Unit Trust Investment TV

An opportune time to use available foreign capacity?

Allan Gray
20 June 2010 01:32

Allan Gray suggests investors would be wise to act on their convictions before it is too late.

South African shares have continued to outperform world markets in US dollar terms during 2010. Regular readers of our investment commentary will know that we do not currently have high expectations for returns from South African shares, and that we believe the rand remains fairly strong versus most developed market currencies. Our unit trusts and institutional portfolios remain at maximum allowable offshore exposure.

For investors who agree with our view on local stock market valuations and the rand, now may be an opportune time to make use of the available offshore capacity in our local unit trusts. Inflows into these funds, as well as the relative performance of foreign assets, can lead to swings in the amount of foreign capacity that is available over time.

For example, there is no capacity available right now in our Retirement Annuity and Pension Preservation and Provident Preservation funds. There is however foreign capacity of roughly R1.7 billion available for offshore discretionary investments and R1.1 billion available for Living Annuity and Endowment investments.

Foreign investment limits

Individuals, companies and pension funds have to abide by South African exchange control regulations. Investment management companies, such as Allan Gray Unit Trust Management Limited, can invest up to 30% of their assets offshore.

Retirement funds, such as the Allan Gray Retirement Annuity Fund and the Allan Gray Pension Preservation and Provident Preservation funds, may invest up to 20% offshore. The Allan Gray Living Annuity and the Allan Gray Endowment are products provided by Allan Gray Life, which as a company may take 30% of its assets offshore. If investors buy any of these Allan Gray products, they need to select unit trusts which form the basis of their investment. They can choose Allan Gray unit trusts or any other unit trusts offered on Allan Gray's investment platform.

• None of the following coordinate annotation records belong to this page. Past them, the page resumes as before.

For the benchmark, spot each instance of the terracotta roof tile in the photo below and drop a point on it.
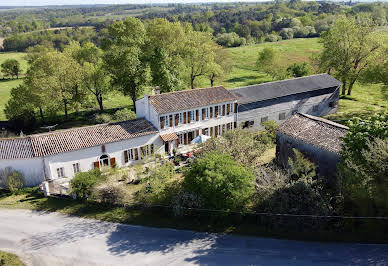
(73, 139)
(188, 99)
(316, 131)
(17, 148)
(169, 136)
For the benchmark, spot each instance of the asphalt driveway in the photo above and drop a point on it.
(54, 239)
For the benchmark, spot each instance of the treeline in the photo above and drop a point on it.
(132, 58)
(244, 23)
(57, 38)
(232, 25)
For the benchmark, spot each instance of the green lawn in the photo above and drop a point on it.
(365, 99)
(7, 259)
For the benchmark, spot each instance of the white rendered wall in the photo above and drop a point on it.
(87, 157)
(201, 124)
(31, 168)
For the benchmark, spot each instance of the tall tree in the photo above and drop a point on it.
(95, 77)
(55, 77)
(268, 62)
(349, 47)
(164, 48)
(11, 67)
(221, 66)
(199, 54)
(124, 57)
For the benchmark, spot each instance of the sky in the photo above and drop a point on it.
(89, 2)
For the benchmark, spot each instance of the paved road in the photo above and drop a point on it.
(54, 239)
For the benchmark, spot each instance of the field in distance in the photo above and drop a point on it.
(365, 99)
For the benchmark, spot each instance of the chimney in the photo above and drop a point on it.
(157, 90)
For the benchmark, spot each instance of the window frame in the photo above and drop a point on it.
(61, 172)
(76, 168)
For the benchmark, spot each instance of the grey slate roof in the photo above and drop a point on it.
(73, 139)
(188, 99)
(276, 89)
(316, 131)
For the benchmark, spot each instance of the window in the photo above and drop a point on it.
(61, 172)
(104, 160)
(76, 168)
(192, 116)
(180, 118)
(205, 113)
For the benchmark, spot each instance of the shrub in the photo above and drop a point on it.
(299, 69)
(220, 182)
(268, 135)
(103, 118)
(124, 114)
(240, 144)
(110, 192)
(82, 184)
(364, 181)
(11, 179)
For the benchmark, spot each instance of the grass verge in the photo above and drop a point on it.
(7, 259)
(163, 218)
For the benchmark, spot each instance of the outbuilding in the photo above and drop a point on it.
(320, 140)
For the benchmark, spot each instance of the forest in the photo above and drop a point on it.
(231, 25)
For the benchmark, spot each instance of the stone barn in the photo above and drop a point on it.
(317, 138)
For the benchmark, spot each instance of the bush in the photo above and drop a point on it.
(82, 184)
(230, 40)
(159, 189)
(124, 114)
(238, 143)
(110, 192)
(11, 179)
(299, 69)
(268, 135)
(103, 118)
(220, 182)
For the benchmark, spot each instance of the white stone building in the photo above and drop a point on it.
(183, 115)
(165, 121)
(64, 153)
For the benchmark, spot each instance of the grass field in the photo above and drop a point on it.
(366, 99)
(7, 259)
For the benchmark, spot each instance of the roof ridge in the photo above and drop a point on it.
(187, 90)
(283, 80)
(323, 120)
(76, 128)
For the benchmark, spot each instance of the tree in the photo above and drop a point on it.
(125, 59)
(20, 108)
(199, 54)
(95, 77)
(268, 61)
(299, 69)
(164, 48)
(220, 67)
(54, 77)
(220, 182)
(349, 47)
(11, 67)
(363, 169)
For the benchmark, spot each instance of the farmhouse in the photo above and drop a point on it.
(316, 95)
(166, 122)
(64, 153)
(184, 115)
(317, 138)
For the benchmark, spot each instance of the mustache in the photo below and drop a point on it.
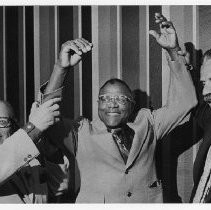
(207, 98)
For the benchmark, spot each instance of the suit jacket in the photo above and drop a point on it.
(104, 177)
(26, 177)
(203, 119)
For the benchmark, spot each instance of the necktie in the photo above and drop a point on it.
(120, 143)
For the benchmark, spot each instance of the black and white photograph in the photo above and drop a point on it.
(105, 103)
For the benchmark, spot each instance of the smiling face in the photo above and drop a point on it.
(113, 113)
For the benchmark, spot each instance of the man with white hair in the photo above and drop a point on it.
(27, 172)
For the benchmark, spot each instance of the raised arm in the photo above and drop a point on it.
(181, 94)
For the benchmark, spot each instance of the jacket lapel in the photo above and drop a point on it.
(104, 139)
(138, 142)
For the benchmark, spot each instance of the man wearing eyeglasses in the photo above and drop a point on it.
(28, 171)
(115, 157)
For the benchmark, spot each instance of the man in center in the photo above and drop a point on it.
(115, 157)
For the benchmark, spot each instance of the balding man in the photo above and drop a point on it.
(27, 172)
(115, 157)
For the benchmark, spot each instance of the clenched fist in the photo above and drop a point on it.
(72, 51)
(45, 115)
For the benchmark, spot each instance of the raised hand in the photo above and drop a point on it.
(167, 37)
(72, 51)
(45, 115)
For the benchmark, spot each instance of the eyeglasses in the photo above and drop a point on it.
(6, 122)
(120, 99)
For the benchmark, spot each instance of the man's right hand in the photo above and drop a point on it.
(72, 51)
(45, 115)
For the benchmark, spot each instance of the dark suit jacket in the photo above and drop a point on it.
(203, 118)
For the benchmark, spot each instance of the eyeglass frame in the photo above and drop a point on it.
(10, 123)
(128, 99)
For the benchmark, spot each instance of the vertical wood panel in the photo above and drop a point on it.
(95, 61)
(36, 12)
(87, 64)
(12, 52)
(143, 58)
(29, 58)
(130, 46)
(66, 33)
(155, 62)
(77, 68)
(21, 64)
(47, 37)
(1, 54)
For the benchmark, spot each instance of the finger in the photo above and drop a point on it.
(51, 102)
(154, 34)
(85, 44)
(56, 119)
(81, 45)
(34, 106)
(159, 16)
(182, 52)
(54, 107)
(70, 45)
(166, 24)
(56, 113)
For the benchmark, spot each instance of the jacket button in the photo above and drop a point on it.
(129, 194)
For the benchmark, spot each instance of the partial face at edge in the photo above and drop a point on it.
(113, 114)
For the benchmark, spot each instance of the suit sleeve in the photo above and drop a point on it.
(58, 169)
(180, 100)
(15, 152)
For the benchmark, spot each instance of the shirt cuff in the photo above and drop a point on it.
(33, 132)
(45, 97)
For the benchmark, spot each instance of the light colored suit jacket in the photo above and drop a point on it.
(104, 177)
(23, 179)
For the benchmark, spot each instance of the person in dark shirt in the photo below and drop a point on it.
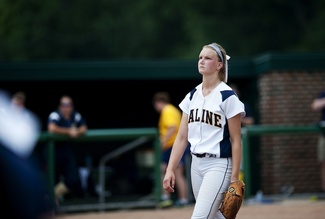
(66, 121)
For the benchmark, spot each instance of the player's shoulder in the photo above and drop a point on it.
(226, 91)
(193, 91)
(54, 115)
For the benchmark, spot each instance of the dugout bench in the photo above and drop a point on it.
(136, 136)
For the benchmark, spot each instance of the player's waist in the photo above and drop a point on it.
(201, 155)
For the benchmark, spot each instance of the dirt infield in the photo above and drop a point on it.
(288, 209)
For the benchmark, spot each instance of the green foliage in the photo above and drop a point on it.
(143, 29)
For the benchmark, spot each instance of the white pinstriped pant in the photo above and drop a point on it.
(210, 178)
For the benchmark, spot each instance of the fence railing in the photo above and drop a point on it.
(152, 133)
(259, 130)
(101, 135)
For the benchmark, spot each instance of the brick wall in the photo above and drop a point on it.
(289, 159)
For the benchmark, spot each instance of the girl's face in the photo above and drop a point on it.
(208, 61)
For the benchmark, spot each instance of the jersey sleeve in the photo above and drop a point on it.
(79, 120)
(231, 105)
(185, 104)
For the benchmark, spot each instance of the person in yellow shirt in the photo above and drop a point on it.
(168, 125)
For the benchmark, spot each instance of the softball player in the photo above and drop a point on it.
(211, 123)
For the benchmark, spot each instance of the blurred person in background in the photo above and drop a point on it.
(69, 122)
(318, 105)
(24, 191)
(169, 121)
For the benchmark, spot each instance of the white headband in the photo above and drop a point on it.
(216, 48)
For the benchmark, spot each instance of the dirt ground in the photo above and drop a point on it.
(287, 209)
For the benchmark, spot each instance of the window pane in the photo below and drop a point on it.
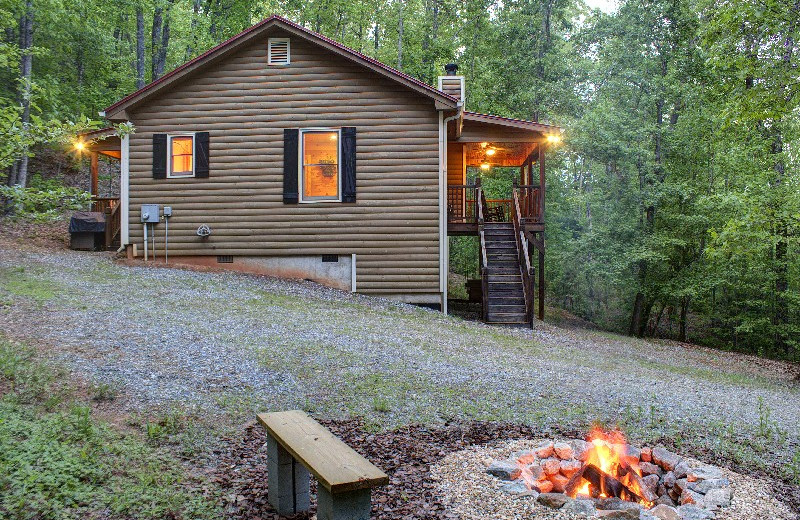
(320, 181)
(181, 145)
(181, 163)
(320, 164)
(182, 155)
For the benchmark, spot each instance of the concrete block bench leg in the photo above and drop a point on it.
(288, 480)
(349, 505)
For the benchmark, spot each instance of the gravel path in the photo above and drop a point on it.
(223, 342)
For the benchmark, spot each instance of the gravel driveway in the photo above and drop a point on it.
(221, 342)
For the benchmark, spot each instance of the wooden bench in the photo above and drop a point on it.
(297, 444)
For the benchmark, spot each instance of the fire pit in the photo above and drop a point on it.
(602, 476)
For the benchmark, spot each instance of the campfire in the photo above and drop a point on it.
(605, 472)
(610, 469)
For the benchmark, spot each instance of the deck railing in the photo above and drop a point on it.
(528, 275)
(530, 204)
(462, 203)
(100, 204)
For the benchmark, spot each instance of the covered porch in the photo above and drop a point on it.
(107, 143)
(477, 145)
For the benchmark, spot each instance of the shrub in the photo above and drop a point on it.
(43, 200)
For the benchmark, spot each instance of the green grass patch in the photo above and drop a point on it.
(57, 461)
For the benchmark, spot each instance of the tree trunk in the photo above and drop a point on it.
(139, 47)
(26, 66)
(682, 336)
(400, 36)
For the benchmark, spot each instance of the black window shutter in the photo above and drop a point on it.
(201, 155)
(348, 164)
(290, 165)
(159, 156)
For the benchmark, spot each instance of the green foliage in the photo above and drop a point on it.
(44, 200)
(63, 463)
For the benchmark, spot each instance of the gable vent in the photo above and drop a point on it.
(278, 51)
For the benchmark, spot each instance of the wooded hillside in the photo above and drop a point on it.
(674, 203)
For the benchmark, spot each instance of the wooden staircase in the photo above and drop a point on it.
(506, 274)
(506, 292)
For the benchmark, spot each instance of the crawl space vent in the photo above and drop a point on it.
(278, 51)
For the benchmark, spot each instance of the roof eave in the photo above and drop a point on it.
(118, 111)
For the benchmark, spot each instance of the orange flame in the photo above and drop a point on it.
(609, 453)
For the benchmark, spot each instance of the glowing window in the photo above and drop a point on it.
(181, 156)
(319, 173)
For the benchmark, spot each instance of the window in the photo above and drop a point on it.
(320, 178)
(278, 51)
(181, 156)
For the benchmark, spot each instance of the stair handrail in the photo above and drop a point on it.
(484, 257)
(523, 257)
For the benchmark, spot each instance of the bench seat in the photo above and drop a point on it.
(296, 445)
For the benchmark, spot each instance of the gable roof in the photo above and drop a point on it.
(223, 49)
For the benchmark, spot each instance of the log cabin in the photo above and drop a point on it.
(283, 152)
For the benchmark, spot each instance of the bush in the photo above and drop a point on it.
(43, 200)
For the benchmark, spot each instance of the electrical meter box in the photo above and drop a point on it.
(151, 213)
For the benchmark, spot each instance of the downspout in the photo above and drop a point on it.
(444, 245)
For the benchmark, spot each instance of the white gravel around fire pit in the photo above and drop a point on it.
(473, 494)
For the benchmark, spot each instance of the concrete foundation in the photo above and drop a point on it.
(288, 480)
(350, 505)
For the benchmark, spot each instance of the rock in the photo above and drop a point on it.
(580, 507)
(690, 497)
(651, 481)
(551, 466)
(666, 459)
(570, 467)
(553, 500)
(646, 455)
(504, 469)
(563, 450)
(681, 470)
(545, 450)
(580, 449)
(665, 512)
(516, 487)
(666, 500)
(718, 497)
(524, 457)
(705, 472)
(535, 471)
(543, 486)
(704, 486)
(627, 514)
(649, 468)
(690, 512)
(559, 482)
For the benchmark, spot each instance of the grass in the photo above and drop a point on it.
(58, 461)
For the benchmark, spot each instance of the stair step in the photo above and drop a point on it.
(506, 300)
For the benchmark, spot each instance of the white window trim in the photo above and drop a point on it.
(288, 52)
(301, 164)
(169, 155)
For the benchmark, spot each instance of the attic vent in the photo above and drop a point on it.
(278, 51)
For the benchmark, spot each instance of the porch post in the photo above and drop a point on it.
(94, 168)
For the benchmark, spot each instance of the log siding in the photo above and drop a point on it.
(245, 104)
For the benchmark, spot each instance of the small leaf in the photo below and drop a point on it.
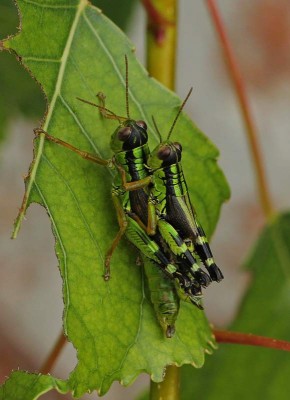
(244, 372)
(25, 386)
(73, 50)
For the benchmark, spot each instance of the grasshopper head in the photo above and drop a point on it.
(129, 135)
(165, 154)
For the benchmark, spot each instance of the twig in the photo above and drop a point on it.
(250, 340)
(251, 130)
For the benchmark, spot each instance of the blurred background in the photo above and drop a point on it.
(30, 295)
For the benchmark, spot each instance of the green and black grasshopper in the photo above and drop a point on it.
(174, 214)
(129, 144)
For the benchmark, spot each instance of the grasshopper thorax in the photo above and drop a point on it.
(165, 154)
(129, 135)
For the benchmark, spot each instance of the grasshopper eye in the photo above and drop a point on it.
(124, 133)
(178, 146)
(142, 124)
(163, 152)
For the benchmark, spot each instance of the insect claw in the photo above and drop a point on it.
(107, 276)
(170, 331)
(202, 278)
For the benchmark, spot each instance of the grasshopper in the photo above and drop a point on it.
(130, 148)
(174, 214)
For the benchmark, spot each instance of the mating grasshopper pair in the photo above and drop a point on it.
(154, 212)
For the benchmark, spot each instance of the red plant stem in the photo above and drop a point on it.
(250, 340)
(236, 76)
(54, 354)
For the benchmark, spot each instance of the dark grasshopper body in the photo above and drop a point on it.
(129, 144)
(132, 161)
(173, 204)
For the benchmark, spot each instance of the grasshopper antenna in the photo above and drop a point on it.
(156, 128)
(127, 86)
(178, 114)
(102, 108)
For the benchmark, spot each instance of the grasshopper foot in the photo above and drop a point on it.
(202, 278)
(215, 273)
(170, 331)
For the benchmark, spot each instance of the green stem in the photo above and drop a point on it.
(169, 388)
(235, 73)
(161, 61)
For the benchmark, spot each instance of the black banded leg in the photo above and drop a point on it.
(185, 258)
(204, 252)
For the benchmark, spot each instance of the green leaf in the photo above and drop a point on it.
(73, 50)
(25, 386)
(244, 372)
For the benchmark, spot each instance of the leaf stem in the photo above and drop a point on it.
(169, 388)
(235, 73)
(250, 340)
(161, 40)
(54, 354)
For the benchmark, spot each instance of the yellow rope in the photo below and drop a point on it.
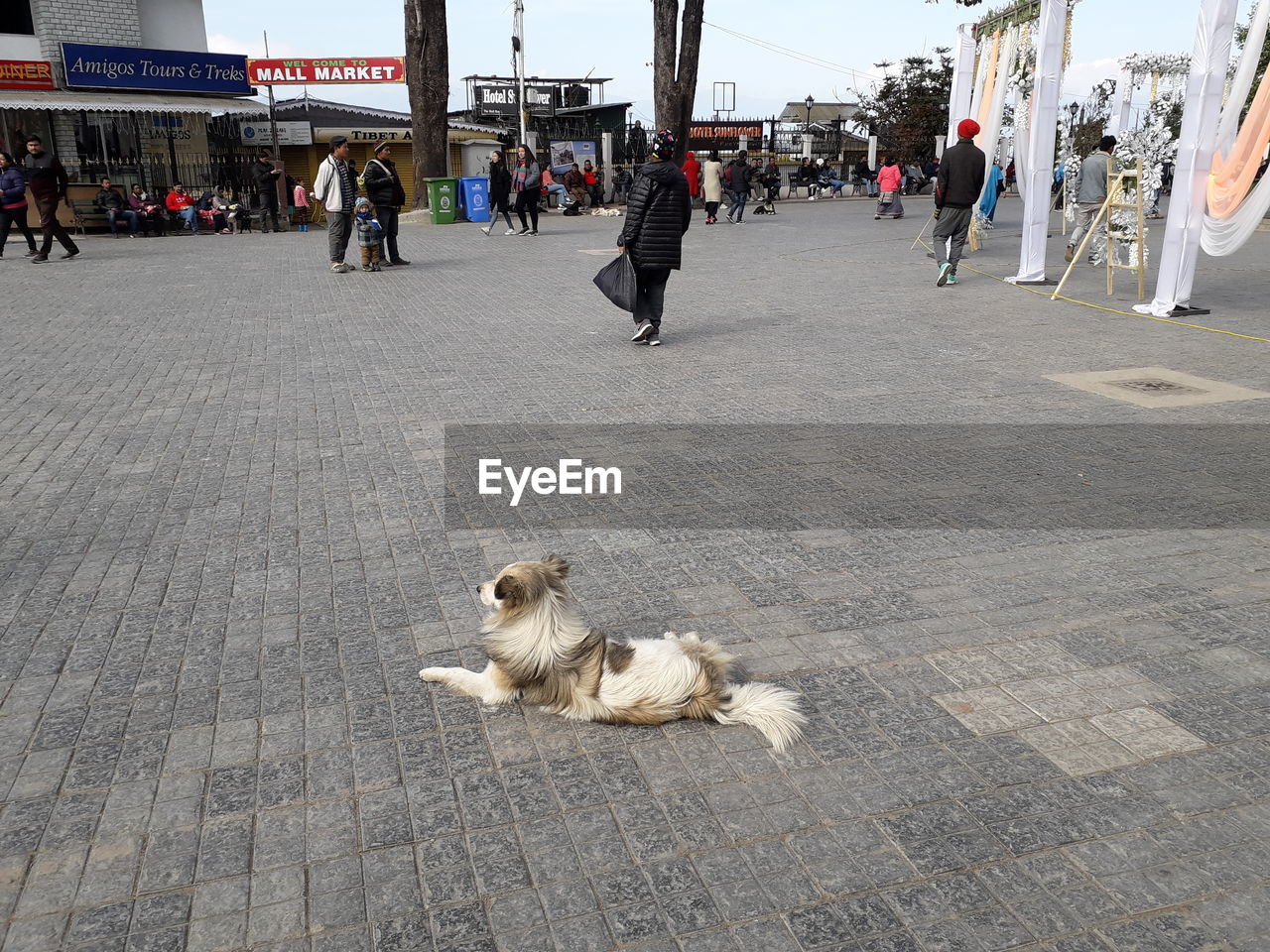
(1100, 307)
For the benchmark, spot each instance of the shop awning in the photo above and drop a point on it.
(127, 103)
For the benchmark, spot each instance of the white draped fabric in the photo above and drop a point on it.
(989, 135)
(962, 80)
(1196, 146)
(1124, 103)
(1040, 140)
(1023, 108)
(1222, 236)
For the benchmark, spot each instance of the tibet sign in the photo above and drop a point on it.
(281, 72)
(503, 100)
(26, 73)
(167, 70)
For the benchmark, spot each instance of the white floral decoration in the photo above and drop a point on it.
(1164, 63)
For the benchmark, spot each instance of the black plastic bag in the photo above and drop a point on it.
(616, 280)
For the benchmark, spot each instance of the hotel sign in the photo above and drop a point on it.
(502, 100)
(26, 73)
(281, 72)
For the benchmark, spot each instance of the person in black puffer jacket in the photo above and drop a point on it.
(658, 212)
(267, 184)
(499, 190)
(384, 188)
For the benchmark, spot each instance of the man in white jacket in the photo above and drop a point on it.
(335, 189)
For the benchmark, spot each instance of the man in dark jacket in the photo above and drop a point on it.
(384, 188)
(658, 212)
(636, 145)
(114, 207)
(737, 178)
(48, 180)
(267, 182)
(956, 191)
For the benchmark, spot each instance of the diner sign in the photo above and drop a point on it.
(278, 72)
(26, 73)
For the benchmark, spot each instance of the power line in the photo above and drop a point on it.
(793, 54)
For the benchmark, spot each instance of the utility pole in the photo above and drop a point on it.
(518, 49)
(273, 114)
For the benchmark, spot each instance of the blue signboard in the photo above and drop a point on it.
(164, 70)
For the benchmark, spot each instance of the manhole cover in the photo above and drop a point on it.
(1153, 385)
(1157, 388)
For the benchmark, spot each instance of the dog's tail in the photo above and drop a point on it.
(772, 711)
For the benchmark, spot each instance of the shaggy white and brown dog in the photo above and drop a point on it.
(543, 653)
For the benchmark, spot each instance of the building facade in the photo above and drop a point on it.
(123, 89)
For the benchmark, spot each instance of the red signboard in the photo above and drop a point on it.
(281, 72)
(26, 73)
(726, 130)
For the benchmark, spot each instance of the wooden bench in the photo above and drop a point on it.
(795, 184)
(86, 213)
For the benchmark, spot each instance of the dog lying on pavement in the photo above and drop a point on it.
(543, 653)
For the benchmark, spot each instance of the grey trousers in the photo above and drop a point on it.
(388, 214)
(951, 232)
(338, 229)
(1084, 214)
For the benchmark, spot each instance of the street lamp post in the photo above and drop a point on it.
(807, 132)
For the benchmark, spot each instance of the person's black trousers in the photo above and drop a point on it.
(651, 295)
(19, 217)
(527, 200)
(54, 229)
(270, 203)
(388, 216)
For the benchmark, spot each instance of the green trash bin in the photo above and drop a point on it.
(443, 200)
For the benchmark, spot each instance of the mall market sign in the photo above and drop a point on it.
(275, 72)
(94, 66)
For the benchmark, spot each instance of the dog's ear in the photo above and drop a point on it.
(509, 590)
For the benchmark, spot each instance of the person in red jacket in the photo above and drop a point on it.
(693, 173)
(890, 179)
(183, 203)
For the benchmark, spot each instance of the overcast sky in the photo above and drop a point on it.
(830, 46)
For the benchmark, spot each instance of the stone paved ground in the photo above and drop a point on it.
(222, 563)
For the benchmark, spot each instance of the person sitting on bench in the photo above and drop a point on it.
(114, 207)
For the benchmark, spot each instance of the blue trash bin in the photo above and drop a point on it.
(474, 197)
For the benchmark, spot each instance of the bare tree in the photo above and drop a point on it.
(675, 87)
(427, 79)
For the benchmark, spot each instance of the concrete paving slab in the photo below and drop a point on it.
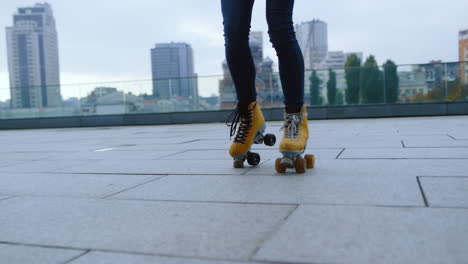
(446, 143)
(406, 153)
(15, 254)
(364, 190)
(221, 167)
(229, 231)
(446, 191)
(114, 154)
(375, 167)
(336, 234)
(71, 185)
(44, 166)
(224, 155)
(119, 258)
(3, 197)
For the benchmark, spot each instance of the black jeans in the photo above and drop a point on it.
(237, 16)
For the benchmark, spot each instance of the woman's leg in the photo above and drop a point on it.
(291, 61)
(237, 15)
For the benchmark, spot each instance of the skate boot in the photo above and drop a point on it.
(247, 126)
(294, 142)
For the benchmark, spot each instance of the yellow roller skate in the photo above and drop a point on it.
(248, 125)
(294, 143)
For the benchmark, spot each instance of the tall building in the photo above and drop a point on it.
(463, 51)
(256, 47)
(33, 59)
(173, 71)
(313, 40)
(267, 84)
(337, 59)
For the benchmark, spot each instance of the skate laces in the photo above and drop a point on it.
(237, 119)
(292, 124)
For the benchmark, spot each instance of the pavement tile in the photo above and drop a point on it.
(406, 153)
(364, 190)
(446, 191)
(374, 167)
(14, 254)
(337, 234)
(44, 166)
(228, 231)
(445, 143)
(119, 258)
(156, 167)
(76, 185)
(224, 155)
(114, 154)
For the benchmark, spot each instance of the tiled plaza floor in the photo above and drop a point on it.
(384, 191)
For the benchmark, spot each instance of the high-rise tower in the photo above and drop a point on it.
(313, 40)
(173, 71)
(33, 59)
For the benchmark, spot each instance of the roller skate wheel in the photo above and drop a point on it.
(300, 165)
(238, 164)
(269, 140)
(310, 160)
(253, 158)
(287, 163)
(279, 168)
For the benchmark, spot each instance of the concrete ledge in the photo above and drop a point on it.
(275, 114)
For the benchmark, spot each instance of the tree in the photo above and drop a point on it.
(392, 82)
(455, 90)
(371, 80)
(352, 75)
(331, 87)
(315, 98)
(339, 98)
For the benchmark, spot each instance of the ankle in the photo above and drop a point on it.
(292, 109)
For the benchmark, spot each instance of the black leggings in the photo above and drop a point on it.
(237, 16)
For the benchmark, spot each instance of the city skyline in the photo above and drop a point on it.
(33, 59)
(95, 34)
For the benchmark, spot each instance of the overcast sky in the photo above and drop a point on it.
(105, 40)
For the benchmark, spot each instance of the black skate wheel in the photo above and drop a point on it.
(310, 161)
(269, 140)
(253, 158)
(300, 165)
(238, 164)
(278, 167)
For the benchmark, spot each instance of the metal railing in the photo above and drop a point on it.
(388, 84)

Under the South African Reserve Bank (SARB) foreign exchange regulations, individuals' investments into local unit trusts (such as the Allan Gray Equity Fund) create capacity for investments into foreign unit trusts (such as the Allan Gray-Orbis Global Fund of Funds). Some, but not all, of this capacity is used up within the Allan Gray Balanced and Stable funds. Our policy is to reserve the unused additional capacity for those investors who ‘created' it within each product. For example, at 31 May 2010, there was roughly R58 billion invested in the Allan Gray discretionary unit trust funds. This creates capacity for R17.4 billion (30%) to be invested offshore. Currently only R7.9 billion of this capacity is being used by the Allan Gray funds in the form of foreign investments. A further R7.8 billion is taken up by investors invested directly in one of the three Allan Gray-Orbis unit trusts, and the balance of R1.7 billion is available for investments into these funds.

Factors that affect availability of foreign capacity

Available foreign capacity is affected dramatically by offshore assets under- or outperforming local assets in rand terms. While the rand remains strong and local assets outperform their offshore equivalents, flows into offshore funds also tend to decline at exactly the point that more capacity is opened up. At the other extreme, when local assets are not doing so well and the rand has weakened, the demand for offshore capacity increases, sometimes very rapidly, at exactly the point when less capacity is available.

An optimistic view is that this mechanism unintentionally prevents some panicked behaviour that can be bad for investors. More importantly though, for offshore capacity even more than for other investment decisions, investors would be wise to act on their convictions before it is too late.